London: The London Olympics blasted off with a highly creative ceremony ever witnessed in the history of the hallowed Games on Friday night.
Danny Boyle, one of Britain's most successful filmmakers, who directed "Slumdog Millionaire" and "Trainspotting," had a ball with his favored medium, mixing filmed passages with live action to hypnotic effect, with 15,000 volunteers taking part in the show.
Queen Elizabeth II playing along with movie magic from Boyle provided the highlight of the Oscar-winner's high-adrenaline show. With film trickery, Boyle made it seem that Britain's beloved 86-year-old monarch and its most famous spy parachuted into the stadium together.

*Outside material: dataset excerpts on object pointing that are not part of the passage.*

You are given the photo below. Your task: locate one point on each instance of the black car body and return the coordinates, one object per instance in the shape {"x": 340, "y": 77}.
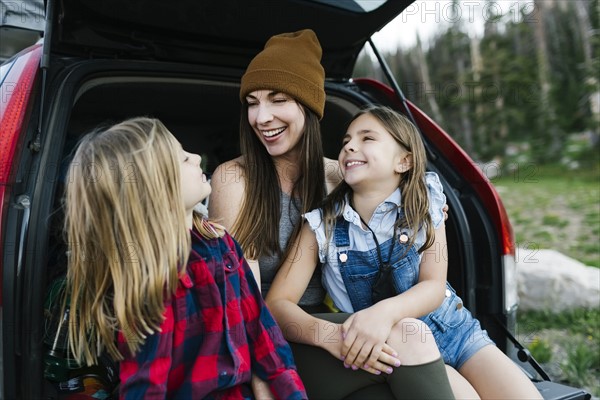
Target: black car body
{"x": 181, "y": 61}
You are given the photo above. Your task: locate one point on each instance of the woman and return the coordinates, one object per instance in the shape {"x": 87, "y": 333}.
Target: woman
{"x": 282, "y": 174}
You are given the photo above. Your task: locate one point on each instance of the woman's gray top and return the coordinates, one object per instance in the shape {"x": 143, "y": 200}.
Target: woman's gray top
{"x": 290, "y": 216}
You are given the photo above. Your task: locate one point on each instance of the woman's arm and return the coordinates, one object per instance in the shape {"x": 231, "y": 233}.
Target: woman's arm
{"x": 365, "y": 330}
{"x": 225, "y": 201}
{"x": 288, "y": 287}
{"x": 299, "y": 326}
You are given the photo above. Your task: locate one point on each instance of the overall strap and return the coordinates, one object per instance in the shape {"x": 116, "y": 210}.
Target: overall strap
{"x": 340, "y": 233}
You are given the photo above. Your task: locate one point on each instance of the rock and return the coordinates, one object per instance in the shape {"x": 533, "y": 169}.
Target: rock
{"x": 548, "y": 280}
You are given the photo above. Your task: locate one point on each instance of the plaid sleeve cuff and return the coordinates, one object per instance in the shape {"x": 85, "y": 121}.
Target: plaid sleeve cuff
{"x": 288, "y": 385}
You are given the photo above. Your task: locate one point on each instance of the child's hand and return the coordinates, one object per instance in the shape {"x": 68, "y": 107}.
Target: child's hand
{"x": 364, "y": 335}
{"x": 261, "y": 389}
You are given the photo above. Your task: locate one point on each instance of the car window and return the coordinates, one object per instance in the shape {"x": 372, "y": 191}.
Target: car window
{"x": 362, "y": 6}
{"x": 4, "y": 68}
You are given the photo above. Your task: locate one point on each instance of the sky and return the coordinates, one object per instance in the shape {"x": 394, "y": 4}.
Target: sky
{"x": 427, "y": 17}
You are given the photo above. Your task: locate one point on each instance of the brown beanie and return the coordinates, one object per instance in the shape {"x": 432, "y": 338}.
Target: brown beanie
{"x": 290, "y": 63}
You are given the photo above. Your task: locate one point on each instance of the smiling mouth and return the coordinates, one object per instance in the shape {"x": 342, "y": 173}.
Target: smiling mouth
{"x": 349, "y": 164}
{"x": 273, "y": 132}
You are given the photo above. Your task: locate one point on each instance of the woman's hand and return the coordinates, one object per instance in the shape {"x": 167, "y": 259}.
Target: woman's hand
{"x": 364, "y": 346}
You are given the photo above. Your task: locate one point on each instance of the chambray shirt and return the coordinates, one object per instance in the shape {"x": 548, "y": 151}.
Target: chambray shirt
{"x": 381, "y": 223}
{"x": 217, "y": 331}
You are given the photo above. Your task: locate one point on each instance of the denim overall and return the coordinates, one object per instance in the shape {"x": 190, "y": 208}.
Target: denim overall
{"x": 457, "y": 334}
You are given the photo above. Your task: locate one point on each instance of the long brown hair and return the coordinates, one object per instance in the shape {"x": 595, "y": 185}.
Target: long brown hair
{"x": 415, "y": 200}
{"x": 126, "y": 233}
{"x": 257, "y": 225}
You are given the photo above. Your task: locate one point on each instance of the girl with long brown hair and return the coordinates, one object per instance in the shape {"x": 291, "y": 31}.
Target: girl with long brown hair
{"x": 381, "y": 238}
{"x": 282, "y": 174}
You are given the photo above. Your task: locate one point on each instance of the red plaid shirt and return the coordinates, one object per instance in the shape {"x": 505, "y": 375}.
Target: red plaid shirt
{"x": 217, "y": 332}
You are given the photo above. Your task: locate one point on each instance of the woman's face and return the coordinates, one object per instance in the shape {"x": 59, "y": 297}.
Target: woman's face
{"x": 194, "y": 185}
{"x": 277, "y": 119}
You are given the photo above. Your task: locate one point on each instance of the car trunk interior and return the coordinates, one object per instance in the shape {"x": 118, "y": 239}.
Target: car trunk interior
{"x": 204, "y": 116}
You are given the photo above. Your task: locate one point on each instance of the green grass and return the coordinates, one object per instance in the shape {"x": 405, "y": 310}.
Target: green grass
{"x": 554, "y": 208}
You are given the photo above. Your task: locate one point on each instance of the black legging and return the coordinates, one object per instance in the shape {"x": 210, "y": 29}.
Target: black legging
{"x": 325, "y": 377}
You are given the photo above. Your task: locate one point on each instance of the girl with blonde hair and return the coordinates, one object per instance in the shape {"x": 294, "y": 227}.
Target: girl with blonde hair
{"x": 155, "y": 285}
{"x": 381, "y": 238}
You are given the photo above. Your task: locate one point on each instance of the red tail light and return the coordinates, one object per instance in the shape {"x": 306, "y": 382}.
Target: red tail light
{"x": 465, "y": 166}
{"x": 15, "y": 89}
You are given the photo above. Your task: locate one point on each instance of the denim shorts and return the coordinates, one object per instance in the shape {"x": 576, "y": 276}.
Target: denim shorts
{"x": 458, "y": 335}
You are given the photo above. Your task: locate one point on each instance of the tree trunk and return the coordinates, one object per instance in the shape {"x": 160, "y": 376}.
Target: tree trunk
{"x": 424, "y": 69}
{"x": 547, "y": 115}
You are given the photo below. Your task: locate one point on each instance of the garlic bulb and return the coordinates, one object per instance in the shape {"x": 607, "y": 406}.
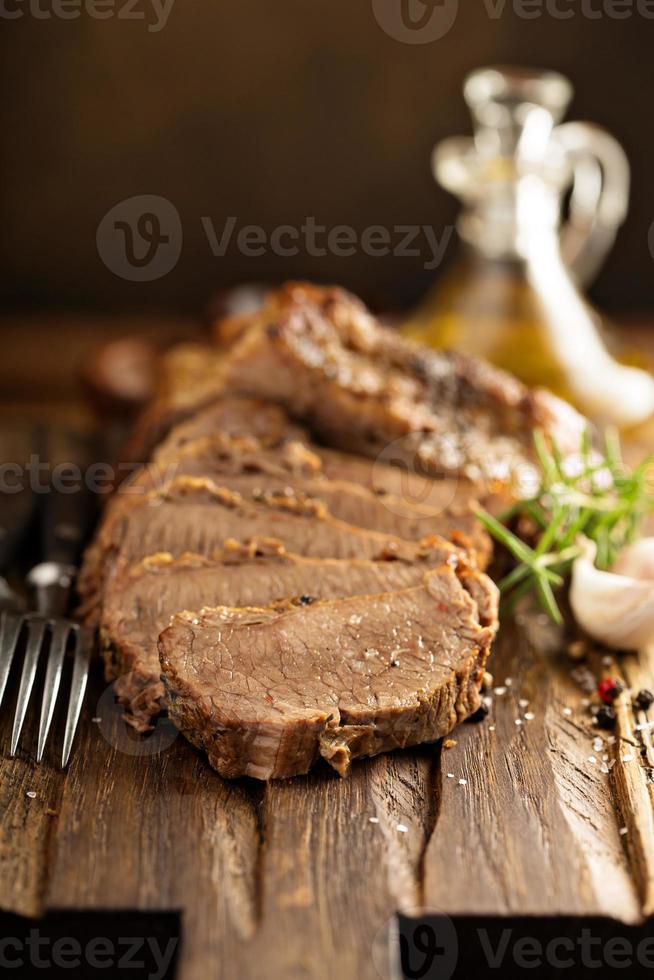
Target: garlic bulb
{"x": 616, "y": 607}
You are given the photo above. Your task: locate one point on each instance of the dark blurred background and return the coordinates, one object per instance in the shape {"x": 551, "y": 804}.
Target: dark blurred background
{"x": 271, "y": 112}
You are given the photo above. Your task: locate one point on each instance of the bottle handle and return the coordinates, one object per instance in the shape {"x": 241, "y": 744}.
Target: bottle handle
{"x": 599, "y": 196}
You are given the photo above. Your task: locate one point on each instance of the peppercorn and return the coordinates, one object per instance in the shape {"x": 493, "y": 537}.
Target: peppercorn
{"x": 644, "y": 699}
{"x": 605, "y": 717}
{"x": 608, "y": 689}
{"x": 480, "y": 713}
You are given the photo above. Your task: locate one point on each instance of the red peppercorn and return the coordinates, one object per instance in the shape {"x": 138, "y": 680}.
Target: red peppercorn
{"x": 608, "y": 689}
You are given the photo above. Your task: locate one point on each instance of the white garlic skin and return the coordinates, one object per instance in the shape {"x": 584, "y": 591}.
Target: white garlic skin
{"x": 636, "y": 560}
{"x": 617, "y": 607}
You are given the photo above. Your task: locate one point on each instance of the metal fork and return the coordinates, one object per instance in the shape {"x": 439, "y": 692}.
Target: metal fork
{"x": 64, "y": 522}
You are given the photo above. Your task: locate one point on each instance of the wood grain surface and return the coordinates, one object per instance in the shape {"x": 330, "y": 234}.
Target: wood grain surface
{"x": 525, "y": 815}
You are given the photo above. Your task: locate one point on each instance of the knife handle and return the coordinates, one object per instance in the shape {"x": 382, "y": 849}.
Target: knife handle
{"x": 67, "y": 506}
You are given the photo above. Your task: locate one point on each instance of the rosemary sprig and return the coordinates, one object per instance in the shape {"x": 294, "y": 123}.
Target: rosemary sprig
{"x": 590, "y": 494}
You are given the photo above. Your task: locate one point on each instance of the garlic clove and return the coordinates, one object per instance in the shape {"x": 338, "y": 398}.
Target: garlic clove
{"x": 636, "y": 560}
{"x": 615, "y": 609}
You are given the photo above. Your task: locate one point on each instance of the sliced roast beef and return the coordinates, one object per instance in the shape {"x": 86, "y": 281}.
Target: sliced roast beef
{"x": 267, "y": 691}
{"x": 259, "y": 472}
{"x": 139, "y": 603}
{"x": 195, "y": 514}
{"x": 183, "y": 394}
{"x": 363, "y": 388}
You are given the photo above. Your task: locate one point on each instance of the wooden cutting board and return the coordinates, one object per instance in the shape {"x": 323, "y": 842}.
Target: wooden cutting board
{"x": 300, "y": 878}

Daniel Craig as 007, the queen, playing herself, and her royal corgis starred in a short movie filmed in Buckingham Palace. "Good evening, Mr. Bond," she said before they were shown flying by helicopter over London landmarks and then leaping — she in a salmon-colored dress, Bond dashing as ever in a black tuxedo — into the inky night over Olympic Park.
At the same moment, real skydivers appeared as the stadium throbbed to the James Bond theme. And moments after that, the monarch appeared in person, accompanied by her husband, Prince Philip. Organizers said it was thought to be the first time she has acted on film. "The queen made herself more accessible than ever before," Boyle said.
Actor Rowan Atkinson as "Mr. Bean" provided laughs, shown dreaming that he was appearing in "Chariots of Fire," the inspiring story of a Scotsman and an Englishman at the 1924 Paris Games.
Headlong rushes of movie images took spectators on wondrous, heart-racing voyages through everything British: a cricket match, the London Tube, the roaring, abundant seas that buffet and protect this island nation, and along the Thames, the river that winds like a vein through London and was the gateway for the city's rise over the centuries as a great global hub of trade and industry.
2012 Tour de France champion Britain’s Bradley Wiggins in his yellow winner’s jersey rang a 23-ton Olympic Bell from the same London foundry that made Big Ben and Philadelphia's Liberty Bell. Its thunderous chime was a nod to the British tradition of pealing bells to celebrate the end of war and the crowning of kings and queens.
The show portrayed idyllic rural Britain — a place of meadows, farms, sport on village greens and picnics — that then gave way to the industrial transformation that revolutionized the nation in the 18th and 19th centuries, the foundation for an empire that reshaped world history. Belching chimneys rose where only moments earlier live sheep had trod.
The Industrial Revolution also produced terrifying weapons, and Boyle built in a moment of hush to honor those killed in war.
"This is not specific to a country. This is across all countries, and the fallen from all countries are celebrated and remembered," he explained to reporters ahead of the ceremony.
"Because, obviously, one of the penalties of this incredible force of change that happened in a hundred years was the industrialization of war, and the fallen," he said. "You know, millions fell."
Bahrain and Brunei featured female flagbearers in what has been called the Olympics' Year of the Woman. For the first time at the games, each national delegation includes women, and a record 45 percent of the athletes are women. Three Saudi women marching behind the men in their delegation flashed victory signs with their fingers.
"This is a major boost for gender equality," said the International Olympic Committee president, Jacques Rogge, overseeing his last games as head of the IOC before he steps down in 2013.
Rogge honored the "great, sports-loving country" of Britain as "the birthplace of modern sport," and he appealed to the thousands of athletes assembled before him for fair play.
"Character counts far more than medals. Reject doping. Respect your opponents. Remember that you are all role models. If you do that, you will inspire a generation," Rogge said.
The queen then said: "I declare open the games of London, celebrating the 30th Olympiad of the modern era."
Former world heavyweight champion and 1960 Rome Olympic gold medalist Muhammad Ali also graced the occasion with his wife, Lonnie, before the Olympic flag was unfurled.
With a singalong of "Hey Jude," Beatle Paul McCartney closed the spectacle that ran 45 minutes beyond its scheduled three hours.
When all is said and done, it has to be said that it was Boyle's show. Everyone is going to remember it for him.